Industrial Robotics, IoT and cybersecurity, an integrated and global transformation

GMV explains the importance of Industrial Robotics, IoT and cybersecurity for an integrated and global Industry 4.0 transformation

In the context of the digital transformation and the use of enabling technologies to drive Industry 4.0, the Internet of Things (IoT) becomes the connected thread to optimize the use of each technology in the various fields of application. IoT technology is now enabling us to generate new models of interaction between people and the physical objects surrounding them. Robotics also comes into its own here, giving birth in 2014 to the concept of IoRT (Internet of Robotics Things).

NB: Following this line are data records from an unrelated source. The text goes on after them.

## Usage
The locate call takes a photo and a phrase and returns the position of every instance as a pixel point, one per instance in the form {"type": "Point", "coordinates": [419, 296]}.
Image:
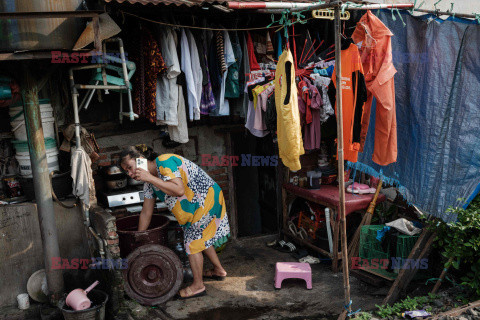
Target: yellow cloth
{"type": "Point", "coordinates": [289, 132]}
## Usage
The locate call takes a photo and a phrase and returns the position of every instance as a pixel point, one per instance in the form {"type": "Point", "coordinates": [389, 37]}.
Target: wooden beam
{"type": "Point", "coordinates": [420, 250]}
{"type": "Point", "coordinates": [368, 277]}
{"type": "Point", "coordinates": [458, 311]}
{"type": "Point", "coordinates": [308, 244]}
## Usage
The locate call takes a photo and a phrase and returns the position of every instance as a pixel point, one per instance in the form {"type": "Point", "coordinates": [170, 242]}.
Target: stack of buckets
{"type": "Point", "coordinates": [17, 121]}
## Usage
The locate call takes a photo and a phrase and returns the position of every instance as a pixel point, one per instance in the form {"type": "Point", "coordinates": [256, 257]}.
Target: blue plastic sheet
{"type": "Point", "coordinates": [437, 90]}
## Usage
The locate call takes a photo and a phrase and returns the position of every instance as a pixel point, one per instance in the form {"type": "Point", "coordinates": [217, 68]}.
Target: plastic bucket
{"type": "Point", "coordinates": [95, 312]}
{"type": "Point", "coordinates": [23, 156]}
{"type": "Point", "coordinates": [17, 120]}
{"type": "Point", "coordinates": [130, 239]}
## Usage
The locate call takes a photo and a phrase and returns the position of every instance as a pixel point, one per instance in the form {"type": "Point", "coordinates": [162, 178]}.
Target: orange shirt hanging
{"type": "Point", "coordinates": [354, 95]}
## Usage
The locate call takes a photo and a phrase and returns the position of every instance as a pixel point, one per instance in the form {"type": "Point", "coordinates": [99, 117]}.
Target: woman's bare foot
{"type": "Point", "coordinates": [215, 274]}
{"type": "Point", "coordinates": [191, 292]}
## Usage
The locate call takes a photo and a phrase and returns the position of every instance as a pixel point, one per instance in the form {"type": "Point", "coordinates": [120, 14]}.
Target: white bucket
{"type": "Point", "coordinates": [18, 120]}
{"type": "Point", "coordinates": [23, 157]}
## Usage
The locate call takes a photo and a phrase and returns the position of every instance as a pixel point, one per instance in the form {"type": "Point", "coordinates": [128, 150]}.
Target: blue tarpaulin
{"type": "Point", "coordinates": [437, 90]}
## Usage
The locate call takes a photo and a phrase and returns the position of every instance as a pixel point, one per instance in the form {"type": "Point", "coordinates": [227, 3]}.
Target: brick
{"type": "Point", "coordinates": [217, 171]}
{"type": "Point", "coordinates": [109, 149]}
{"type": "Point", "coordinates": [223, 185]}
{"type": "Point", "coordinates": [114, 249]}
{"type": "Point", "coordinates": [112, 234]}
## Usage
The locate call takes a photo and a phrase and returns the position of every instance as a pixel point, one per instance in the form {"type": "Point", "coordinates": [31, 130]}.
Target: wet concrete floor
{"type": "Point", "coordinates": [248, 291]}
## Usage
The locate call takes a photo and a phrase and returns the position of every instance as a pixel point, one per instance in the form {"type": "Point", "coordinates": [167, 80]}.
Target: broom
{"type": "Point", "coordinates": [367, 218]}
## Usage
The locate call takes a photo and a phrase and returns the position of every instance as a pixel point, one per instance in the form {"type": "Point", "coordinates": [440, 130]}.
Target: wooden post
{"type": "Point", "coordinates": [341, 171]}
{"type": "Point", "coordinates": [367, 219]}
{"type": "Point", "coordinates": [232, 199]}
{"type": "Point", "coordinates": [96, 34]}
{"type": "Point", "coordinates": [442, 276]}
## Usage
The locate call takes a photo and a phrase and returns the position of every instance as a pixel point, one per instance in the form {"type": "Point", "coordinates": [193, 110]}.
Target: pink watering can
{"type": "Point", "coordinates": [78, 300]}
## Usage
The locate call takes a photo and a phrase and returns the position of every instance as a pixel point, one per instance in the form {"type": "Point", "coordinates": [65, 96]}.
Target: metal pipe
{"type": "Point", "coordinates": [88, 97]}
{"type": "Point", "coordinates": [74, 92]}
{"type": "Point", "coordinates": [125, 78]}
{"type": "Point", "coordinates": [51, 14]}
{"type": "Point", "coordinates": [270, 7]}
{"type": "Point", "coordinates": [42, 186]}
{"type": "Point", "coordinates": [99, 241]}
{"type": "Point", "coordinates": [447, 13]}
{"type": "Point", "coordinates": [100, 86]}
{"type": "Point", "coordinates": [329, 229]}
{"type": "Point", "coordinates": [341, 171]}
{"type": "Point", "coordinates": [91, 66]}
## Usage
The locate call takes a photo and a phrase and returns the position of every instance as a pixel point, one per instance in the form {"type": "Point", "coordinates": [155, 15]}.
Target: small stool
{"type": "Point", "coordinates": [292, 270]}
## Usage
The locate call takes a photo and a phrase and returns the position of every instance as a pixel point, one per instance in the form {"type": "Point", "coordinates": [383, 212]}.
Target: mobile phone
{"type": "Point", "coordinates": [142, 163]}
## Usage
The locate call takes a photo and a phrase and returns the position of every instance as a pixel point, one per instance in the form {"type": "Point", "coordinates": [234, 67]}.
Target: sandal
{"type": "Point", "coordinates": [210, 275]}
{"type": "Point", "coordinates": [190, 294]}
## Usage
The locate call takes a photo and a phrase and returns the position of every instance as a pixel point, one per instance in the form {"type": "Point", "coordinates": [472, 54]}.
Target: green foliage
{"type": "Point", "coordinates": [363, 316]}
{"type": "Point", "coordinates": [408, 304]}
{"type": "Point", "coordinates": [461, 241]}
{"type": "Point", "coordinates": [382, 214]}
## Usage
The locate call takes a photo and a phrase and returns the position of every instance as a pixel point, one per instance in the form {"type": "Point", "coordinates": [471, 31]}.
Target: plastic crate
{"type": "Point", "coordinates": [370, 248]}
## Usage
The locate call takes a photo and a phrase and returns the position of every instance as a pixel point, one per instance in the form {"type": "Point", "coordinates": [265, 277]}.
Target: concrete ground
{"type": "Point", "coordinates": [248, 291]}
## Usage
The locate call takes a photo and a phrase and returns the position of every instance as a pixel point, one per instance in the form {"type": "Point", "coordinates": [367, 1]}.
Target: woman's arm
{"type": "Point", "coordinates": [173, 187]}
{"type": "Point", "coordinates": [146, 214]}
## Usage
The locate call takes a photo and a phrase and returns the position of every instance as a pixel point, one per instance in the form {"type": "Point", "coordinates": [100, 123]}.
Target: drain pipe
{"type": "Point", "coordinates": [101, 247]}
{"type": "Point", "coordinates": [42, 186]}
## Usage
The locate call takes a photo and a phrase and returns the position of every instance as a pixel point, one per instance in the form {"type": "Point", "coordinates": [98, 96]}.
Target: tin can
{"type": "Point", "coordinates": [13, 188]}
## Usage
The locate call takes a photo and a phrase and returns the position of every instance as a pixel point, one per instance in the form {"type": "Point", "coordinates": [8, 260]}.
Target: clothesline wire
{"type": "Point", "coordinates": [192, 27]}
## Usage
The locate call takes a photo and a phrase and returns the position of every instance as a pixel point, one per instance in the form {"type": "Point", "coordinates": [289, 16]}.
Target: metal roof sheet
{"type": "Point", "coordinates": [191, 3]}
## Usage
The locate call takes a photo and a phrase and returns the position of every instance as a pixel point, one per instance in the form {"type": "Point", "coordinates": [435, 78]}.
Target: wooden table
{"type": "Point", "coordinates": [327, 196]}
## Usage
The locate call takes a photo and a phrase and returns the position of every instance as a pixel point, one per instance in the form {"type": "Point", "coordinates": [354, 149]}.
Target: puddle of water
{"type": "Point", "coordinates": [230, 313]}
{"type": "Point", "coordinates": [245, 313]}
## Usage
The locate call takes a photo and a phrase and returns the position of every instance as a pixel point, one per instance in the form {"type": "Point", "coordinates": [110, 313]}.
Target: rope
{"type": "Point", "coordinates": [400, 15]}
{"type": "Point", "coordinates": [192, 27]}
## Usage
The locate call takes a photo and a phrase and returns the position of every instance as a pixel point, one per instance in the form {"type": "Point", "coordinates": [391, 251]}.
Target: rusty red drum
{"type": "Point", "coordinates": [130, 238]}
{"type": "Point", "coordinates": [154, 274]}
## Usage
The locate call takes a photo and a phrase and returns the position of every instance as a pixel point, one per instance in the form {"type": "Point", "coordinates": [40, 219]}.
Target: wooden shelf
{"type": "Point", "coordinates": [310, 245]}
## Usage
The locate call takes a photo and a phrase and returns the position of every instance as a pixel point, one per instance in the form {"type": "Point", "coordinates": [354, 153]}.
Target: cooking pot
{"type": "Point", "coordinates": [78, 300]}
{"type": "Point", "coordinates": [133, 182]}
{"type": "Point", "coordinates": [117, 184]}
{"type": "Point", "coordinates": [115, 178]}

This was the central theme of the speech given by Ángel Cristóbal Lázaro, Business Partner of GMV’s Secure e-Solutions sector, in Global Robot Expo’s Industry 4.0 debating panel organized by the Spanish Association of Electronics, Digital Contents and ICT Companies (Asociación de Empresas de Electrónica, Tecnologías de la Información, Telecomunicaciones y Contenidos Digitales: AMETIC) under the title “Robotics, a key to competitiveness and industrial flexibility”. This dealt with the potential and importance of the integration of robotics with other technologies to boost the efficiency and productivity of the industrial sector.

The success of Industry 4.0 depends on tackling the digital-transformation challenges in a global and integrated way, without seeing each innovation differently, and seeking digital platforms that blend current IT systems with those to come. IoT in particular is based on the secure communication and transfer of information between each of the actors forming part of any process, with the aim of harnessing the data generated and turning it into information, thus bringing the physical and digital worlds closer together.

In the IoRT paradigm the robot is not simply an isolated being capable of acting in accordance with the data it itself takes and processes; through IoT technology it can also graft onto its own processes new information already processed by other actors in the whole process (other robots, sensors, actuators, etc). Likewise, these robots can tap into the state indicators of other robots to find out which situations or variables lead to a given situation of the process, optimizing and improving tasks and, at the same time, helping the systems themselves to become more efficient and flexible.

We might take as our example here the maintenance tasks that industrial robots are employed on. One particular robot can predict that it is going to suffer a fault on the grounds that it is presenting similar anomalies to a robot that suffered this same fault two weeks ago.

Cybersecurity as a design principle

Internet connectivity is a key factor of Industry 4.0 development, from which it follows that cybersecurity is also a crucial feature in its correct development. This is a wide-ranging concept with many ramifications, including the control of physical access to hardware as well as the protection of software and data by means of network access or code injection. It should not be construed solely as a competitiveness factor but as a necessary lever to be taken into account as a design principle for introducing industry 4.0 technology.

In the words of Ángel Cristóbal Lázaro “In the scenario that we have sketched out previously, the application of better cybersecurity techniques will allow us to build up an environment in which robots are working in close cooperation without any risk of causing damage to people, other robots or production itself” .

Security should be conceived as a design principle and brought into the IT world, which is the industry that has suffered most attacks in its short history, driving a breakneck development to mitigate any problems that might crop up.

All these elements mentioned by GMV’s expert in the debating panel are technologies the company has been working with for some time now. In GMV we have been developing and integrating turnkey and robotics systems since 1993 for various application sectors and within a wide range of services taking in integration and system engineering, design, implementation and integration of robotized solutions (sensors, actuators, robotic-arm control and real-time systems), guidance, navigation and control, artificial intelligence, data-processing and control systems, testing and verification, etc. Nonetheless, as a benchmark cybersecurity firm, GMV offers secure value-chain-adapted solutions and services that are now proving their efficiency in such specific environments as the ones we are dealing with here.